Cardiomyopathy in dogs is a condition where the heart muscle degenerates and the heart becomes enlarged. When the muscle degenerates, the heart stops functioning properly, and this can lead to congestive heart failure.
Cardiomyopathy is most common in large dogs, and it’s the leading cause of heart failure in certain large breeds. Symptoms may not appear in some dogs or may appear very suddenly and can include shortness of breath, weakness, collapse, or even sudden death.
If your dog is at risk or showing symptoms, consult your veterinarian immediately so they can form a proper diagnosis and begin treatment. Here’s what you should know about the symptoms, causes, and treatments for cardiomyopathy in dogs.
Symptoms Of Cardiomyopathy In Dogs
Symptoms of cardiomyopathy in dogs can vary. Some dogs don’t show symptoms until the condition gets worse, and some dogs suddenly collapse or die.
It’s important to have regular check-ups with your vet because they may find heart problems in their early stages during an exam and begin treatment.
Here are some of the symptoms you might see in dogs with cardiomyopathy:
- Shortness of breath or rapid breathing
- Distended abdomen
- Loss of consciousness
- Blue tongue
- Excessive drooling
- Exercise intolerance
- Heart murmur
Causes Of Cardiomyopathy In Dogs
The causes of cardiomyopathy in dogs are mostly unknown or highly debated, but there are a few factors that put dogs more at risk for developing the condition.
The risk increases with age, and usually the condition affects dogs between four and ten years old. It also affects male dogs more often than females.
Evidence suggests that taurine deficiency or carnitine deficiency may contribute to the condition, too.
Certain breeds, especially larger dogs, are more at risk, as well. Cardiomyopathy is more common in:
- Afghan Hounds
- Doberman Pinschers
- German Shepherds
- Great Danes
- Irish Wolfhounds
- Labrador Retrievers
- Saint Bernards
- Scottish Deerhounds
- Cocker Spaniels
- Springer Spaniels
- Cavalier King Charles Spaniels
Treatments For Cardiomyopathy In Dogs
A combination of drugs are typically used in the treatment of cardiomyopathy in dogs. Vets use diuretics to remove excess fluid from the body, especially fluid that has accumulated in the lungs.

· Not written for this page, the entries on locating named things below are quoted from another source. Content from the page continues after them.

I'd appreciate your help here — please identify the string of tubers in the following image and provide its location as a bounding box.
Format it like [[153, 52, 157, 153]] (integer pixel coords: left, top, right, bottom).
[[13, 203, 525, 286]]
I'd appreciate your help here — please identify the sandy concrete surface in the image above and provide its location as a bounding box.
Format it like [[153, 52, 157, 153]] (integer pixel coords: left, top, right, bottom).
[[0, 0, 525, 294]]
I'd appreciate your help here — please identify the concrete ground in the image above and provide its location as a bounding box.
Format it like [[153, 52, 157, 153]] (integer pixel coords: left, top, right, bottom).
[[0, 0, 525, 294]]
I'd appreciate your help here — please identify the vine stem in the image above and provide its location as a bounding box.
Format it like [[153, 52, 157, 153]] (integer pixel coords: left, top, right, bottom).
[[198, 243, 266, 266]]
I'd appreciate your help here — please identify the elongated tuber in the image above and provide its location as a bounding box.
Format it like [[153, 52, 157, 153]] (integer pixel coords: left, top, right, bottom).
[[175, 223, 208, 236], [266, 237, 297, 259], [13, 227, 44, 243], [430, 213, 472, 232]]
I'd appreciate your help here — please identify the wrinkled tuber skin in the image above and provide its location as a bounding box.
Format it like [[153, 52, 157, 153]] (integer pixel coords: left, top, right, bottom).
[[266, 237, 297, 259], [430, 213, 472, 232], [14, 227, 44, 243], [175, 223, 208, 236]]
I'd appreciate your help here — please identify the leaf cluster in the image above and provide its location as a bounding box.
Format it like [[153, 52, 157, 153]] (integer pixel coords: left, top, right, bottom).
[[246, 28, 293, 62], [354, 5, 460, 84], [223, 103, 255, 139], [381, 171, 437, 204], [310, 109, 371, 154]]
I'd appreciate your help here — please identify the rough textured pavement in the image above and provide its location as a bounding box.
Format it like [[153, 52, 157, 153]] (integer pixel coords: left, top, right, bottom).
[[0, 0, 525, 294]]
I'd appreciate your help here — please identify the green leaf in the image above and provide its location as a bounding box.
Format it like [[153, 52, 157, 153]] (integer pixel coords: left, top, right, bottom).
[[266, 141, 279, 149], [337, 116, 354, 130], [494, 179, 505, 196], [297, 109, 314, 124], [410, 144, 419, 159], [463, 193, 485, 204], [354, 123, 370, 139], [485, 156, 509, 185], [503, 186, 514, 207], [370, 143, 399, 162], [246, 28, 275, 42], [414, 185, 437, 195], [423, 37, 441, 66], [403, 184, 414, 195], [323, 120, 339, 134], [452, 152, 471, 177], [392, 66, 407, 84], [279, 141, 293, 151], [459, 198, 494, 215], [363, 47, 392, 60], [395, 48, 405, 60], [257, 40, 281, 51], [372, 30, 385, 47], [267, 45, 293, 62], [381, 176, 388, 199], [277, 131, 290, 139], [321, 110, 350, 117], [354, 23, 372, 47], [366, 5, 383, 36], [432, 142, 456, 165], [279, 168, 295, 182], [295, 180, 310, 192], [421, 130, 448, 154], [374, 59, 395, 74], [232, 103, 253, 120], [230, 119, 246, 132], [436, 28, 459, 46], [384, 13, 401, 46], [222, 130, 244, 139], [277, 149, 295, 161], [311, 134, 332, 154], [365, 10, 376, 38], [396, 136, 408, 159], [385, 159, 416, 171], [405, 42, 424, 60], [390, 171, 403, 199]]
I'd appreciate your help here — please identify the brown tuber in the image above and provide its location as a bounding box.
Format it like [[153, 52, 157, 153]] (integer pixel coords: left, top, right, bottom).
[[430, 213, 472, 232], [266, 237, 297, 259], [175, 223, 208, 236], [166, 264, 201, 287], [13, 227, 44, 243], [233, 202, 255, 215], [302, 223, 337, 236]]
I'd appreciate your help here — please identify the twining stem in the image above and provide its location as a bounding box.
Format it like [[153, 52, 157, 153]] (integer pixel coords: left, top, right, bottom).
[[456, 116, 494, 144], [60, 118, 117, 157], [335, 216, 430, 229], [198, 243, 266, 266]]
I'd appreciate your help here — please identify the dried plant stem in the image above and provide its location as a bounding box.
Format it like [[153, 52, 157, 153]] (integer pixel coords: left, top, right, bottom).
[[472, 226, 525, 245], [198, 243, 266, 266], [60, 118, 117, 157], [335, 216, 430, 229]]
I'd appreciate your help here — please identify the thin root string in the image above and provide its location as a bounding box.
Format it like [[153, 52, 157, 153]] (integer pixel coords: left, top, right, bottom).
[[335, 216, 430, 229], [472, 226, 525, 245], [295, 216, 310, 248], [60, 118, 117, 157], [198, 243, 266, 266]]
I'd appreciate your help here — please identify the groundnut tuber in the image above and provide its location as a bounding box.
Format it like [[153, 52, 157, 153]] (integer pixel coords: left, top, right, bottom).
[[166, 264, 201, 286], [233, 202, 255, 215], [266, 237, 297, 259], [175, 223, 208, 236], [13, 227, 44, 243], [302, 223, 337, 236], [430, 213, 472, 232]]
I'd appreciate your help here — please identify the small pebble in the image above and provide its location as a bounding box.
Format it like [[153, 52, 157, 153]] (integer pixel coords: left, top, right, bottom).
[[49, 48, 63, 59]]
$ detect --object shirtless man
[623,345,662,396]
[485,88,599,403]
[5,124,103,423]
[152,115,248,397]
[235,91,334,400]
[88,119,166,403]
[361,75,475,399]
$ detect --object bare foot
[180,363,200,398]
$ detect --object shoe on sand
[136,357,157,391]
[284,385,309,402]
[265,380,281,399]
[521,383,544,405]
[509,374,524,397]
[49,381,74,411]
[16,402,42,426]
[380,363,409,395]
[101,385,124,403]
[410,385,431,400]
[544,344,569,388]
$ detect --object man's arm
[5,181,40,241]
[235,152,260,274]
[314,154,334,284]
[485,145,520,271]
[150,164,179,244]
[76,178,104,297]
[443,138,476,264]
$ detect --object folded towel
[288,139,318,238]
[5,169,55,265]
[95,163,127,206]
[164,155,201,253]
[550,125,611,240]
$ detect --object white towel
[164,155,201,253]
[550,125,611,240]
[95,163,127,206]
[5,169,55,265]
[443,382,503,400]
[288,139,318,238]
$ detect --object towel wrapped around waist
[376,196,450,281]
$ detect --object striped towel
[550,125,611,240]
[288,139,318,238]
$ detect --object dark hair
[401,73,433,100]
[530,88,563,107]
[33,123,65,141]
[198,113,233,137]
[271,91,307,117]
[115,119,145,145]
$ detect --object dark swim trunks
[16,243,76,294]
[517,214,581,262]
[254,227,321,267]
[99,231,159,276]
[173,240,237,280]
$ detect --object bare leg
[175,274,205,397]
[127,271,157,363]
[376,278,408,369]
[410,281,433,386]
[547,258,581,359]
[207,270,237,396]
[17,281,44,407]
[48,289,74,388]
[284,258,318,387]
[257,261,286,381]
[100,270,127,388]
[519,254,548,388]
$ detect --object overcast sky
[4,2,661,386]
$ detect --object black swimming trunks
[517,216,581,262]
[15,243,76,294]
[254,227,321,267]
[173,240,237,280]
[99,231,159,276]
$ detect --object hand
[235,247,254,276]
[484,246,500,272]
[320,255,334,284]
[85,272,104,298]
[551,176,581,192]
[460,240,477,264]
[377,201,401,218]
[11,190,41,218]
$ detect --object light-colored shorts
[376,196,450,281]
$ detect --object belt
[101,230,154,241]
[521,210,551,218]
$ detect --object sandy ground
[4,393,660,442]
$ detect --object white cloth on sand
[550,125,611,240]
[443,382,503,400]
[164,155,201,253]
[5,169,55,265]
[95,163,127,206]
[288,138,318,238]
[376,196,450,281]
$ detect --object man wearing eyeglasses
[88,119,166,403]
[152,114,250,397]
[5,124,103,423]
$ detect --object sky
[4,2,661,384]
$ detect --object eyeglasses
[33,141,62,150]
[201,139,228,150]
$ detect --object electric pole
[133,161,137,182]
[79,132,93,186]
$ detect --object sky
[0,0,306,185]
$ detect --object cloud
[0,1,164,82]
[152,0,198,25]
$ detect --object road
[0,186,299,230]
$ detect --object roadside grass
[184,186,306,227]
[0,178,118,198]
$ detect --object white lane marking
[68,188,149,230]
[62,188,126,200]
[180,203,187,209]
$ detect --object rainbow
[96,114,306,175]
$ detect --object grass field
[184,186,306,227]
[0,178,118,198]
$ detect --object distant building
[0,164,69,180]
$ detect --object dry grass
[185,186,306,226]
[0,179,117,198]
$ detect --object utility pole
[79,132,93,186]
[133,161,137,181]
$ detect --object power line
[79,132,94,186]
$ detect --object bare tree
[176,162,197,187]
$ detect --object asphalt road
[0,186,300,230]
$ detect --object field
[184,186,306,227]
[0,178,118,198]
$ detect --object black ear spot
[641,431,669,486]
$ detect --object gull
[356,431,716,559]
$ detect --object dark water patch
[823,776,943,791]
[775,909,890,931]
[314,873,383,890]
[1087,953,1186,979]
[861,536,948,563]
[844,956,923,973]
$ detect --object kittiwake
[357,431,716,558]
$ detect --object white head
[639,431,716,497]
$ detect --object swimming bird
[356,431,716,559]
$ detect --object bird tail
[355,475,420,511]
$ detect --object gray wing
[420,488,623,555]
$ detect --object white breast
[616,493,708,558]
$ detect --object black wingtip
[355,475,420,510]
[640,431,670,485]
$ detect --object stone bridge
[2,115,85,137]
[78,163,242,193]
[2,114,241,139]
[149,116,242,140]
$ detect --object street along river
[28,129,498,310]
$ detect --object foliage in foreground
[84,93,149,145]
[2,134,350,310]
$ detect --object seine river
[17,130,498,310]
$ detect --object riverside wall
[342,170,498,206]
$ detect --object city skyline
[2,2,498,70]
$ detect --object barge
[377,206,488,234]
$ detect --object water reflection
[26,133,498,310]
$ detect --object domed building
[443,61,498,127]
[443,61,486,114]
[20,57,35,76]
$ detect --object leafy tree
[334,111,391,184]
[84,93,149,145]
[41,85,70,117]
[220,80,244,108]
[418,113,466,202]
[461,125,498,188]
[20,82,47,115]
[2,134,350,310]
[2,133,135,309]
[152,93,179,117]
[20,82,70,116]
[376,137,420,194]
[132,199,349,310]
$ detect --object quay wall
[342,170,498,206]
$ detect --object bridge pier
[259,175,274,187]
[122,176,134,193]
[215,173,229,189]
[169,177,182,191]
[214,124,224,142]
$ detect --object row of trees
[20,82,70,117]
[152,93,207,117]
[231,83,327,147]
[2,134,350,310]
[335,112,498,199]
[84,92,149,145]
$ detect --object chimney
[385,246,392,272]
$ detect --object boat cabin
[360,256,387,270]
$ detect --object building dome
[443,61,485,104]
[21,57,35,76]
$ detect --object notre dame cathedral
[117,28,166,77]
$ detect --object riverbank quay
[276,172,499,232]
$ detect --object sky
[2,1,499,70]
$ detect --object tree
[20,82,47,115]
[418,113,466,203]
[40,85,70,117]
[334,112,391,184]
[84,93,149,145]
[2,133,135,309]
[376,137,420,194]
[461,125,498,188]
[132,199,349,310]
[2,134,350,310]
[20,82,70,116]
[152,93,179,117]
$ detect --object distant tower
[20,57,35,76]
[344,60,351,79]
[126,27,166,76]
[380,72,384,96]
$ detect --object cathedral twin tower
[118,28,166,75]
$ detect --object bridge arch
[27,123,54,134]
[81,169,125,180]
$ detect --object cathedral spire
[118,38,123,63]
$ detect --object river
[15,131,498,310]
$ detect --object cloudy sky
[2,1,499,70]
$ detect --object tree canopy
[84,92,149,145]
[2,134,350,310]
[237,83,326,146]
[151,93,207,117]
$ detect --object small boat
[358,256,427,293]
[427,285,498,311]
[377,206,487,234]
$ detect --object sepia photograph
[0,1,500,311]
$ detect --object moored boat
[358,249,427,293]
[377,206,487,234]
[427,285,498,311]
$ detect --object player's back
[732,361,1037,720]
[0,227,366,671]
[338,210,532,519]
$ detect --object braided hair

Vets may also prescribe enzyme inhibitors to reduce blood pressure and prevent the heart from getting overworked. Vasodilators — drugs that dilate the arteries and veins — can also help the heart not have to work so hard to pump blood throughout the body.
Vets may rely on bronchodilators to make it easier for dogs to breathe. They may prescribe other drugs, as well, so if your vet diagnoses your dog with cardiomyopathy, follow their instructions closely.
The goal of treatment is to reduce the risk of congestive heart failure. Some dogs respond well to medication while others do not, though beginning treatment in the early stages of the disease tends to help.
Cardiomyopathy is a serious condition, and dogs who have it will need to be monitored. The prognosis is usually not good, though your vet will be able to give you more information about your individual dog if they are diagnosed with the condition.